“Miz Mosswell,” Euphoria called from the kitchen. “I got the grocery list ready. Somebody gonna go shoppin’ this mornin’, or do I gotta cook what’s on hand?”
Myra May picked up her plate and silver and stood up. “I’ll go, Euphoria. What do we need?”
Euphoria cackled. “Jes’ ’bout everything. List as long as my arm.”
Myra May sighed. “Well, let me see how much cash we have in the register.”
“Long as we can git chickens, eggs, and ham, we’ll be all right,” Euphoria replied. “Them green beans is comin’ on in the garden out there, and we’ll have okra and black-eyed peas right soon.”
“Well, that’s good,” Myra May replied absently. She was already thinking about talking to Liz and wondering how much she could tell her without breaking the Rule. “I guess we can feed folks out of the garden.”
At the table, holding the baby in her lap, Violet pressed her lips together. She wasn’t thinking of the Rule. She was thinking of that fifteen thousand dollars that was missing from the county treasury and imagining all the ways they could use that money, if they had it.
SIX
Bessie
At Bessie Bloodworth’s suggestion, Miss Rogers had worked over the weekend to copy onto paper the mysterious symbols and letters that were cross-stitched on her grandmother’s pillow. She had done the work with painstaking care, making sure to get every little line and dot just right. In the process, she had gained a new respect for her grandmother’s cross-stitching skills, which were truly quite fine. In fact, some of the stitched symbols were so minuscule that Miss Rogers had to use a magnifying glass to make them out. Perhaps even more importantly, she had learned her grandmother’s initials. On one side of the pillow, in tiny letters, she had found the word Rose and a date, July 16, 1861, embroidered in the tiniest of stitches.
“Eighteen sixty-one!” Miss Rogers exclaimed, as she reported this discovery to Bessie as the two of them were collecting the bedsheets for Monday’s laundry. (Each Magnolia Lady stripped her own bed and piled the sheets in the hallway.) “Eighteen sixty-one was just thirteen years before I was born. The first year of the War Between the States.” She pulled her brows together. “And to think that I owe this interesting bit of information to the claws of that wretched cat. Is it actually true that he’s going to a new home?”

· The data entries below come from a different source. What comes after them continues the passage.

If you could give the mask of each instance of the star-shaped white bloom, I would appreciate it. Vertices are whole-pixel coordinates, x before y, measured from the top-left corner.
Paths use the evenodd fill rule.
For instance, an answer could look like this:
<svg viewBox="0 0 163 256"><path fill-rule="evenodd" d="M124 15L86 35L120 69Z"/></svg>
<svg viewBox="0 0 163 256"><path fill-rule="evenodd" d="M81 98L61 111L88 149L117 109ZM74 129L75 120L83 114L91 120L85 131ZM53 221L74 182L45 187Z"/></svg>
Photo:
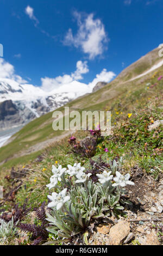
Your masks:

“I sincerely hope so.” Bessie picked up a pillowcase. “I telephoned Ophelia last night, after Lucky Lindy did himself in by unraveling Mrs. Sedalius’ knitting. It turns out that Lucy Murphy has been looking for a barn cat to keep the mice down, so Ophelia volunteered to take Lindy out to the Murphys’ place this afternoon. Lucy and Ophelia married cousins, you know.” She paused. “Ophelia also thought she might know where to find a kitten, too—to replace the cat. I hope you won’t object.”
Miss Rogers sighed. “Cat fur is my bête noire. But a kitten is certainly preferable to that scruffy fellow who likes to leap off the draperies and onto our laps. Still, I have to be grateful that he unraveled the cover of my pillow. I might never have discovered that it concealed something important.”
Bessie dumped Maxine’s sheets into the basket. “I’ve got to go shopping this morning. Would you like to come along? We could take your transcription to the Dispatch office and show it to Mr. Dickens. He might be able to tell us something about it.”
Miss Rogers hesitated. “I hope you don’t think . . . That is, I’ve been reconsidering the plan we talked about and . . .” Her voice trailed off and she started again, tentatively. “While I’m acquainted with Mr. Dickens as a library patron, I’m not entirely comfortable around the man. He makes me feel . . .” She stopped, coloring. “You’re going to think I’m very silly.”
“No, not at all,” Bessie said. She straightened up and looked at Miss Rogers. “I’ve been acquainted with Charlie Dickens for a good many years. He’s a very bright man, but he’s . . . well, he’s skeptical, and critical. And he lived in many different places before he came back here.” Charlie may have grown up in Darling, but his years of travel and his life in big cities had given him a different perspective on small-town life. Most Darlingians no longer saw him as a local boy.
“Precisely,” Miss Rogers said in a grateful tone. “Thank you, Miss Bloodworth. Mr. Dickens can be extremely critical at times. And there is something quite ironic about that eyebrow of his. When he lifts it, it’s as if he’s secretly laughing at something you’ve said. I would be glad to have his opinion about the symbols on the pillow. But I would prefer not to hear him say that it’s just some sort of female foolishness.” She sighed. “Which I now suspect that it is.”